Seu vestido vermelho era destaque mesmo naquele escuro do bar, estava só num canto apenas esperando.Seu olhar me chamava, pela sua postura e preocupação inibida, sem dúvida ela acabara de se livras desses relacionamentos tão duradouros, o que ela deseja agora é diversão.

Levantei sem hesitar, detalhes dela agora ficavam evidentes, seus lábios faziam par com o vestido, aquele vermelho deixava os tão esbeltos.Ela esperava, quando aproximei suficiente, ela dava os últimos retoques em seu cabelo dourado, quando teve conciência disso, parou, apenas sorriu.

Ninguem dançava, os casais preferiam em suas mesas se olhando.Os músicos estavam tão desanimados, tocavam um tango mais lento, perfeito para o momento.

Peguei em sua mão gentilmente -Vamos dançar?- fiz um pequeno gesto em direção à pisa, ela aceitou sem perder tempo.É bem diferente do que estava preparado, conheço ela, à muito tempo atrás, muito.

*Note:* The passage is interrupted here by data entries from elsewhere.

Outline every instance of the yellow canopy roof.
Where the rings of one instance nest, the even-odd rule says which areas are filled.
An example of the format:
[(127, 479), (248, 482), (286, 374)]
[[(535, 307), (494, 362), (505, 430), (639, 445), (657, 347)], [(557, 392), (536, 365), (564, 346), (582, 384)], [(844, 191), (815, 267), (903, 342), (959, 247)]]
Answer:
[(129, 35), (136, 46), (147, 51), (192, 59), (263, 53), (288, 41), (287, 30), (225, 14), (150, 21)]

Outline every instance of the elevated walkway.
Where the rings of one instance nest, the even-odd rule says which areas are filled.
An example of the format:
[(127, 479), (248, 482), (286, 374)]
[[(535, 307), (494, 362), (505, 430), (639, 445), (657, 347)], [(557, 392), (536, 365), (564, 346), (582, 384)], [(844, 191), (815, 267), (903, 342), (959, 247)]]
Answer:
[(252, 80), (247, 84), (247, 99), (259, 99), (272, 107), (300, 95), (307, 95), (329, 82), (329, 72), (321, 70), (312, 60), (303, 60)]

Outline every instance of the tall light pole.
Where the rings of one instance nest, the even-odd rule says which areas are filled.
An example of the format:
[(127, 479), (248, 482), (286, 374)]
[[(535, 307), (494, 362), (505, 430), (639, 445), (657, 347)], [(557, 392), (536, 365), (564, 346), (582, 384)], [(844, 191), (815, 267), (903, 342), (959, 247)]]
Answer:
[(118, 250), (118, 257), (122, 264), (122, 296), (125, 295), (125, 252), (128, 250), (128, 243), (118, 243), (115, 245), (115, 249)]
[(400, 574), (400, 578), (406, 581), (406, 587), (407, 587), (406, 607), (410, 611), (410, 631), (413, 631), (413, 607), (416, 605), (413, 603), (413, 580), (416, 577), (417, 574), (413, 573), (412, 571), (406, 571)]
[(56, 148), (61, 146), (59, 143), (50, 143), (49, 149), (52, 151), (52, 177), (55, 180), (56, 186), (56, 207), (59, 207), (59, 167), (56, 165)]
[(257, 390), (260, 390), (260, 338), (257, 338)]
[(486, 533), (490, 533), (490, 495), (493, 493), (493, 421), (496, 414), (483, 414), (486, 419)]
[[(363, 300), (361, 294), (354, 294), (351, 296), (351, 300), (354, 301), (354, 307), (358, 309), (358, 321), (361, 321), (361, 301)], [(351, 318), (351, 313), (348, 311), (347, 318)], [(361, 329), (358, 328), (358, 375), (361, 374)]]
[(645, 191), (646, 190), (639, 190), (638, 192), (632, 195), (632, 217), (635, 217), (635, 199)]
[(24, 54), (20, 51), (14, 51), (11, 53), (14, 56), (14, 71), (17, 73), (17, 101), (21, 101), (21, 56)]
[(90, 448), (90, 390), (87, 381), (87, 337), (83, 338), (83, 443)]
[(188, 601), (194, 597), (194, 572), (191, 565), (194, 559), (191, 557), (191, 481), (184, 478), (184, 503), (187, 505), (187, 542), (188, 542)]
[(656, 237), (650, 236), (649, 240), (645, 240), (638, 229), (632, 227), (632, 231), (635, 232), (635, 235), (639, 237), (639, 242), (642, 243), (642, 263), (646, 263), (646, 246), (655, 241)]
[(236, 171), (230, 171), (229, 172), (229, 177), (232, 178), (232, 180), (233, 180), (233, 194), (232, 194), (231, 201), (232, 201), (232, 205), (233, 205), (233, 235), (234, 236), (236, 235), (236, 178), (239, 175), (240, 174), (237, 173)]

Com a iluminação melhor, apreciei seus olhos azuis, eles estavam dilatados, emoções.Dançamos, ela dançava bem, estavamos flutuando nos passos rápidos e lentos.Ao teminar a música, como todo bom tango, finalizamos com um beijo ardente, aqueles lábios vermelhos, tinham um gosto familiar, tenho certeza de que à conheço, talvez de vidas passadas como os espiritas costumam falar.Toda aquela noite flutuamos, foi assim que comemoramos nosso reencontro.